In questo si inserisce anche un altro importante aspetto dell’attuale fase della rivoluzione industriale: le nanotecnologie. È evidente che una macchina molecolare non potrà essere alimentata dalla normale rete di distribuzione energetica e le batterie a ioni di litio hanno dei precisi limiti fisici nelle possibilità di miniaturizzazione: anche qua si dovrà andare verso altri modi di sfruttare l’energia chimica – dall’ossidoriduzione degli idrocarburi in grosse centrali ad olio combustibile all’ossidoriduzione del glucosio, o chi per esso, in elementi energetici di dimensioni cellulari, o anche minori.

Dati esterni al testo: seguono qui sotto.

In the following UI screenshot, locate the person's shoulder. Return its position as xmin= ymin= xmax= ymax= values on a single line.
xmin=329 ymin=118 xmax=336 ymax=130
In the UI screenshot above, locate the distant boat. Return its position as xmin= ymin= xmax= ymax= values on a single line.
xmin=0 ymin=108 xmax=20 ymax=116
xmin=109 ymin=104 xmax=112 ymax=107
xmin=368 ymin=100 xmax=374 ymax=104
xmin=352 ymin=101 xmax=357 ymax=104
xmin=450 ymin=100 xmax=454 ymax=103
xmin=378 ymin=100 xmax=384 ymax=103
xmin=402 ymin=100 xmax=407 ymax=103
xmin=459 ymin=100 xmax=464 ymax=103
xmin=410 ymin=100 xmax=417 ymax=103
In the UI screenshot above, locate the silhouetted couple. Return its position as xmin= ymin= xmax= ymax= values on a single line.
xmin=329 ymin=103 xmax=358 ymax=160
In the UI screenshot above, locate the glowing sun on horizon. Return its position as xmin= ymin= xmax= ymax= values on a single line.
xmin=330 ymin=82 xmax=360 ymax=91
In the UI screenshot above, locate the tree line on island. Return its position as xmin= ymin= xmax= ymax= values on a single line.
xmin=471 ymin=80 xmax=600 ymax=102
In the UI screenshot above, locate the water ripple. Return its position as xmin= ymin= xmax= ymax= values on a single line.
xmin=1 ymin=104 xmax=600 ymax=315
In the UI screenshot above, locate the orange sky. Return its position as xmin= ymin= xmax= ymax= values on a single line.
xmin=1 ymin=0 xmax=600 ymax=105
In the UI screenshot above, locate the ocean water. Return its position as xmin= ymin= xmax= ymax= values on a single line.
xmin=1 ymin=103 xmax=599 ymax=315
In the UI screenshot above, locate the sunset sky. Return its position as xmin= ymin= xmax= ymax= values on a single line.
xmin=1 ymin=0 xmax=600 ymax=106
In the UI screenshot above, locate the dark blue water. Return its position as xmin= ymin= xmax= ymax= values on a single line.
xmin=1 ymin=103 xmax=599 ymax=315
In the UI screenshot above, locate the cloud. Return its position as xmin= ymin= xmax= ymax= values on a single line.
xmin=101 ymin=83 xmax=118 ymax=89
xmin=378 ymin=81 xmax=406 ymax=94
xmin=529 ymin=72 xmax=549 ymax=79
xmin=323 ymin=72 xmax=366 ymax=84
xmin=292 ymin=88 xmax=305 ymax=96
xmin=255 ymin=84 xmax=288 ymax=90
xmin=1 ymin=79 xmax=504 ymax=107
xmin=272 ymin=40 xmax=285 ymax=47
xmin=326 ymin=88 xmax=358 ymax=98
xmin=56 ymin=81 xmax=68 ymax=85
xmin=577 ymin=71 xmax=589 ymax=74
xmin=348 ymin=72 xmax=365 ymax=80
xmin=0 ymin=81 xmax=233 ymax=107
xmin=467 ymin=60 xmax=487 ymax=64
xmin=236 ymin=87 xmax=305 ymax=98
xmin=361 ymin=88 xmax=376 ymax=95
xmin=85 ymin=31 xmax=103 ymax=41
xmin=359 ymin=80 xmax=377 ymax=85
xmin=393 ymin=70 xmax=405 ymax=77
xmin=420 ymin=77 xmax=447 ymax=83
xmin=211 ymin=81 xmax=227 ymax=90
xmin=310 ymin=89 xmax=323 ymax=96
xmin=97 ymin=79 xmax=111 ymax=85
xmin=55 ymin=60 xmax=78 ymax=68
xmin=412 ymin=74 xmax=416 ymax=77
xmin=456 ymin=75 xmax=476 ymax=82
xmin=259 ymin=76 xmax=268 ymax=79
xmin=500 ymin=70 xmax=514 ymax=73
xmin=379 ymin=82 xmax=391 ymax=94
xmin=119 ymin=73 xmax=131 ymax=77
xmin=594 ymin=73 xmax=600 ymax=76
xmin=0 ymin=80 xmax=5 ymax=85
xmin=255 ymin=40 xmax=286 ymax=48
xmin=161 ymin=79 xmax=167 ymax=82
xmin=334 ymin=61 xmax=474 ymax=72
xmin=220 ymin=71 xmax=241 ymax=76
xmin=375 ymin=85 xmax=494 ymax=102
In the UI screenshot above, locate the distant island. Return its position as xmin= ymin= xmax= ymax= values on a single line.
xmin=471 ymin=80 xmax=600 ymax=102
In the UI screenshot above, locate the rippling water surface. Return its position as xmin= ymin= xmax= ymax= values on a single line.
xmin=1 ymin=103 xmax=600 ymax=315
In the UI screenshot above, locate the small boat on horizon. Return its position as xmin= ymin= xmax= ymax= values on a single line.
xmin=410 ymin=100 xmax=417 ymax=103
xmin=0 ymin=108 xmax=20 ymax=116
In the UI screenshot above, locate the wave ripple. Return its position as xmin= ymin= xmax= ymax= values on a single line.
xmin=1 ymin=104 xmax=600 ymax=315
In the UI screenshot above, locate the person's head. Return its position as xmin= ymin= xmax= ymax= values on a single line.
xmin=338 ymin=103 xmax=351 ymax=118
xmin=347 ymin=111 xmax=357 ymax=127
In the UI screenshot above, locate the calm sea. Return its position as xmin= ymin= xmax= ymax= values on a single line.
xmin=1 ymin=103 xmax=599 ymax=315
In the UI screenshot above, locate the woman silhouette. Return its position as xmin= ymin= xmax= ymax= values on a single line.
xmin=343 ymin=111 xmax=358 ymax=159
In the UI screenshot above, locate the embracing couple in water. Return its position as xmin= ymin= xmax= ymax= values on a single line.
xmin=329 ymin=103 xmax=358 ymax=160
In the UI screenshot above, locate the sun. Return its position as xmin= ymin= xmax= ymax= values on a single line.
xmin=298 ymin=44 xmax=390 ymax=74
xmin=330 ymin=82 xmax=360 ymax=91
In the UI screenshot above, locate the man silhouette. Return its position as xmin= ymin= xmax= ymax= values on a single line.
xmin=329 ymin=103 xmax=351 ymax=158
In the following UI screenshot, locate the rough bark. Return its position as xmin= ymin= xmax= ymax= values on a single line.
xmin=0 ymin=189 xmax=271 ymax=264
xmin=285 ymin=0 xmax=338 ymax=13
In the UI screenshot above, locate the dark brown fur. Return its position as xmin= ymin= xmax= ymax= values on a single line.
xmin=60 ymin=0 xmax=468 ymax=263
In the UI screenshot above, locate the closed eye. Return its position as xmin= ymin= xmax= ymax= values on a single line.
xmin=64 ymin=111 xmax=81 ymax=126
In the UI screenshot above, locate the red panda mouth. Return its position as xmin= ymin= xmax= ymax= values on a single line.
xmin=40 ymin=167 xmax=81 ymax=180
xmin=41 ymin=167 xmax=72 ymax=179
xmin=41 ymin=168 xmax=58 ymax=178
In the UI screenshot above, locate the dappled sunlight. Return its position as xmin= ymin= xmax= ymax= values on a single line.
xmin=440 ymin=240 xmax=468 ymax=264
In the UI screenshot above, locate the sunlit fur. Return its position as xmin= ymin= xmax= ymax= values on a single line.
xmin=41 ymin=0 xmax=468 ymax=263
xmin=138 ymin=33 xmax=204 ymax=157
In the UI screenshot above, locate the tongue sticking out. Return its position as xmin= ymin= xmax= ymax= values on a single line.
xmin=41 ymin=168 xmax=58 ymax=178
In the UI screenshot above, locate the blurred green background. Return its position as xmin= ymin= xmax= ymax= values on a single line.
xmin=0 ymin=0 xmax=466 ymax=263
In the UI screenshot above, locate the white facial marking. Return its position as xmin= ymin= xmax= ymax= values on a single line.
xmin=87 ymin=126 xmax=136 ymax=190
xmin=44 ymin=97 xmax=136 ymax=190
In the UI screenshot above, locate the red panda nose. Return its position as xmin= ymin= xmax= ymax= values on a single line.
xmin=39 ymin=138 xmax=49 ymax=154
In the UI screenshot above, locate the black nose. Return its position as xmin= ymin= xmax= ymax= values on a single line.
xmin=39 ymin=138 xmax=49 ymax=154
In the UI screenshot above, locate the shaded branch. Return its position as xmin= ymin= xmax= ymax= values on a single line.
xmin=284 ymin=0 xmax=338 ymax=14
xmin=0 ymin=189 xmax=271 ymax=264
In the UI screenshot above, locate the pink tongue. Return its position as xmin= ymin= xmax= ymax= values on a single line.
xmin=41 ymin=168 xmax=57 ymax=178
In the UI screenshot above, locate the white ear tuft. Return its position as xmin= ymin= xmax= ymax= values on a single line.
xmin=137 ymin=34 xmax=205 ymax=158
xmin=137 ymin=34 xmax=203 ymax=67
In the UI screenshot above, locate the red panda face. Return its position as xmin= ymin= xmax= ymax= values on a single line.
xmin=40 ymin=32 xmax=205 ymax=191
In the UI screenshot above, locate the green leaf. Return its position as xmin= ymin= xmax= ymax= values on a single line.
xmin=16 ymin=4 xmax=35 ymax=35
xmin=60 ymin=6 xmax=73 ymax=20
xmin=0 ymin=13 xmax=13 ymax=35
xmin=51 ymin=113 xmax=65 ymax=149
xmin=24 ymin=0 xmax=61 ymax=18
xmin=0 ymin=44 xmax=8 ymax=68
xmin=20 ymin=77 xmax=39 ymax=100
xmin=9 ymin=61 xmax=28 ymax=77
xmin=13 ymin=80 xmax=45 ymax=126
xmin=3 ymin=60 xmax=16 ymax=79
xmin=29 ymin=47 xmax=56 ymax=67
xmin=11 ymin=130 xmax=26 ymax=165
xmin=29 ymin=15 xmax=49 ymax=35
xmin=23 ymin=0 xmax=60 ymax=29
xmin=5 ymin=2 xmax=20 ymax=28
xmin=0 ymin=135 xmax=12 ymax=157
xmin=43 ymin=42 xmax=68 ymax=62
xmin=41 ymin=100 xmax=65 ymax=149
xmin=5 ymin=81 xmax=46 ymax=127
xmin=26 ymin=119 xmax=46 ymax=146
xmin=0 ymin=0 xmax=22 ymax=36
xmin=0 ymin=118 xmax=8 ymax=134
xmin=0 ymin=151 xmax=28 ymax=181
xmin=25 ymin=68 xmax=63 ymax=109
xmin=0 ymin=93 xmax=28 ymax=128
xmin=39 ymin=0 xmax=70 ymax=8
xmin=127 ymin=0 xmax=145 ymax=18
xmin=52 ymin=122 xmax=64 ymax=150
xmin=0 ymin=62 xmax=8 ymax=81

Questo significa che da qua a pochi anni vedremo i combustibili fossili andare in soffitta? No, affatto: il picco petrolifero è più lontano di quanto si pensasse e le tecnologie sopracitate sono ancora in via di sviluppo. Però le risorse fossili diventano sempre più difficili da controllare a causa della sempre maggiore instabilità sistemica dovuta all’amento di conflitti macroregionali ed il nucleare a fissione ha mostrato tutte le sue possibilità catastrofiche. Se è vero, come ricordano alcuni, che il nucleare a fissione ha fatto meno morti dei combustibili fossili, è anche vero che il nucleare ha la sgradevole caratteristica di potere potenzialmente – e Chernobyl e Fukushima ce lo ricordano – creare incidenti catastrofici che nel giro di poche ore rendono completamente inabitabili interi territori. Anche solo per questo non può essere una valida alternativa ai combustibili fossili, persino non tenendo conto dei costi di gestione altissimi.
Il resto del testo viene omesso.